Franck Guyot : « Il convient d’effectuer une analyse fonctionnelle au niveau de la définition des besoins afin de traduire ce besoin en fonctionnalités. Un outil simple, « la bête à cornes », permet de répondre aux trois premières questions les plus importantes : à qui le produit ou le service est-il utile ? Sur quoi agit-il ? Dans quel but ?

Après ces trois premières questions nous devons interroger le besoin auprès du prescripteur. Nous le faisons avec une fiche de qualification des besoins en fournitures et services, adaptable, et qui permet de répondre tout à un ensemble de questions (à télécharger Fiche qualification des besoins AP-HM) .

Cet acte préalable permet de formaliser au mieux l’expression des besoins opérationnels dans le cahier des charges, et doit permettre notamment aux entreprises de bien comprendre la demande pour proposer des produits conformes, mais également de garder une juste neutralité afin de permettre la concurrence. »
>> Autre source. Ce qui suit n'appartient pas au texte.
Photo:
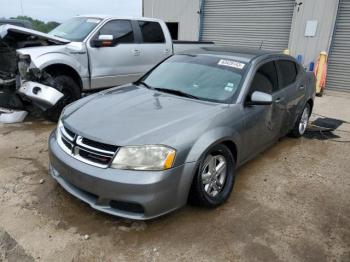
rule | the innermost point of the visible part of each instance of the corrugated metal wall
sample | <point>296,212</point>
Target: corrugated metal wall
<point>249,22</point>
<point>185,12</point>
<point>338,76</point>
<point>324,11</point>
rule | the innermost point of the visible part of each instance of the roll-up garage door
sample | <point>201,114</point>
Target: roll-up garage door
<point>338,76</point>
<point>248,23</point>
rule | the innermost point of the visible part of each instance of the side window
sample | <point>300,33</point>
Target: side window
<point>265,79</point>
<point>120,29</point>
<point>288,70</point>
<point>151,32</point>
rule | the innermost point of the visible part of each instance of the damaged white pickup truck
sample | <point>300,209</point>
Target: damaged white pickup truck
<point>83,54</point>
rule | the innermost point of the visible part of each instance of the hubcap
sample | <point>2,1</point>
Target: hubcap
<point>214,174</point>
<point>304,121</point>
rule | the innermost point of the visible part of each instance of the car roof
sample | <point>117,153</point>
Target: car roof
<point>237,53</point>
<point>18,22</point>
<point>119,17</point>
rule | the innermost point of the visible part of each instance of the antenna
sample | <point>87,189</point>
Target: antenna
<point>262,42</point>
<point>21,5</point>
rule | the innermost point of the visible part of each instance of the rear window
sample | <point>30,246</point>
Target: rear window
<point>151,32</point>
<point>120,29</point>
<point>288,72</point>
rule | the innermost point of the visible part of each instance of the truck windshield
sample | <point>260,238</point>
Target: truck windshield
<point>75,29</point>
<point>199,76</point>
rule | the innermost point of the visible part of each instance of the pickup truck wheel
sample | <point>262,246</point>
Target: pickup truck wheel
<point>71,91</point>
<point>302,122</point>
<point>213,182</point>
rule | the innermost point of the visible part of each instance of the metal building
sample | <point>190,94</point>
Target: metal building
<point>252,23</point>
<point>338,76</point>
<point>306,27</point>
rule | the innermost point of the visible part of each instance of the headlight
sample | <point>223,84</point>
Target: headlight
<point>23,65</point>
<point>147,157</point>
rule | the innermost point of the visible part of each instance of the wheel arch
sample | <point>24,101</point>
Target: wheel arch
<point>311,103</point>
<point>62,69</point>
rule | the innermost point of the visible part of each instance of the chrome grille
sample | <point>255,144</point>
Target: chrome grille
<point>84,149</point>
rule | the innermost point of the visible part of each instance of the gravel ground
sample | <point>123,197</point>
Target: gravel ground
<point>292,203</point>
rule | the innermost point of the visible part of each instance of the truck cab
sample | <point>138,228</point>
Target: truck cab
<point>87,53</point>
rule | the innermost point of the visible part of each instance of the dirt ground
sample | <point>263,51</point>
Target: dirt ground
<point>292,203</point>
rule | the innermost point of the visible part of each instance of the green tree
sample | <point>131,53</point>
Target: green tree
<point>38,24</point>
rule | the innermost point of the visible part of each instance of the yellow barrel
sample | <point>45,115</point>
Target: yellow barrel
<point>319,74</point>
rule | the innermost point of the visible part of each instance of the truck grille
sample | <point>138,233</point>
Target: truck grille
<point>84,149</point>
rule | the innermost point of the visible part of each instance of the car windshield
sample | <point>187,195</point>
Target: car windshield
<point>75,29</point>
<point>202,77</point>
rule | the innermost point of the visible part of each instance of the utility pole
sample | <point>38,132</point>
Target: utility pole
<point>21,5</point>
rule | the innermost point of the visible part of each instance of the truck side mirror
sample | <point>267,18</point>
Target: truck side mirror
<point>103,41</point>
<point>260,98</point>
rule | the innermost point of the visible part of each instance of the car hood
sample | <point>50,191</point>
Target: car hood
<point>136,115</point>
<point>11,34</point>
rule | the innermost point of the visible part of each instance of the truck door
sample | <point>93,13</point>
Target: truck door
<point>292,90</point>
<point>154,46</point>
<point>263,122</point>
<point>118,62</point>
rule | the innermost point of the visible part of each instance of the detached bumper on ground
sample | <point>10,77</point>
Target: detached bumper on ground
<point>137,195</point>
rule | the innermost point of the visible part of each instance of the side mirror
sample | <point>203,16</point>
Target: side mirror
<point>103,41</point>
<point>260,98</point>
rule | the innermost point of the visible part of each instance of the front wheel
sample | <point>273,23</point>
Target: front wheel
<point>302,122</point>
<point>71,92</point>
<point>215,177</point>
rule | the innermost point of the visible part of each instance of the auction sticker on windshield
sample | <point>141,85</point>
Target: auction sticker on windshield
<point>231,63</point>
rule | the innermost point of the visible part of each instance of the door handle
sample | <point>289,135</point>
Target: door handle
<point>136,52</point>
<point>279,99</point>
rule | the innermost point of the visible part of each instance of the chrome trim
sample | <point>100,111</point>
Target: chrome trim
<point>80,143</point>
<point>61,144</point>
<point>86,161</point>
<point>63,130</point>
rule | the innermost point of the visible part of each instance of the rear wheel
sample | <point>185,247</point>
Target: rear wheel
<point>215,177</point>
<point>302,122</point>
<point>71,92</point>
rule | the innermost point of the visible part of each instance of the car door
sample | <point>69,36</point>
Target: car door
<point>262,122</point>
<point>153,45</point>
<point>291,91</point>
<point>117,63</point>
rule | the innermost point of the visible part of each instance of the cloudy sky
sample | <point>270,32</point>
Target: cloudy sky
<point>60,10</point>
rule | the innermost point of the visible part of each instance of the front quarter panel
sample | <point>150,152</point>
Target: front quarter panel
<point>73,55</point>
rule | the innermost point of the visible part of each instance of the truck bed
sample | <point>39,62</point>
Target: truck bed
<point>180,46</point>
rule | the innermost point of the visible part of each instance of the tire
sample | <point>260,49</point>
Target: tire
<point>203,192</point>
<point>300,125</point>
<point>71,91</point>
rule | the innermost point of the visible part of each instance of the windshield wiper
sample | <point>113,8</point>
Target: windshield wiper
<point>144,84</point>
<point>176,92</point>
achat-logistique.info : Comment traduisez-vous l’expression réelle des besoins dans le marché ?

Franck Guyot

Franck Guyot : « La description des spécifications techniques du marché n’est pas toujours aisée du fait des sujets évolutifs ou techniquement complexes. Pour éviter les procédures infructueuses, comme bien d’autres, nous recourons au sourcing. Nous avons à cet effet développé différents outils pour nos acheteurs : courriel invitation sourcing, fiche sourcing, fiche de synthèse, mise à disposition du guide « le sourcing opérationnel ».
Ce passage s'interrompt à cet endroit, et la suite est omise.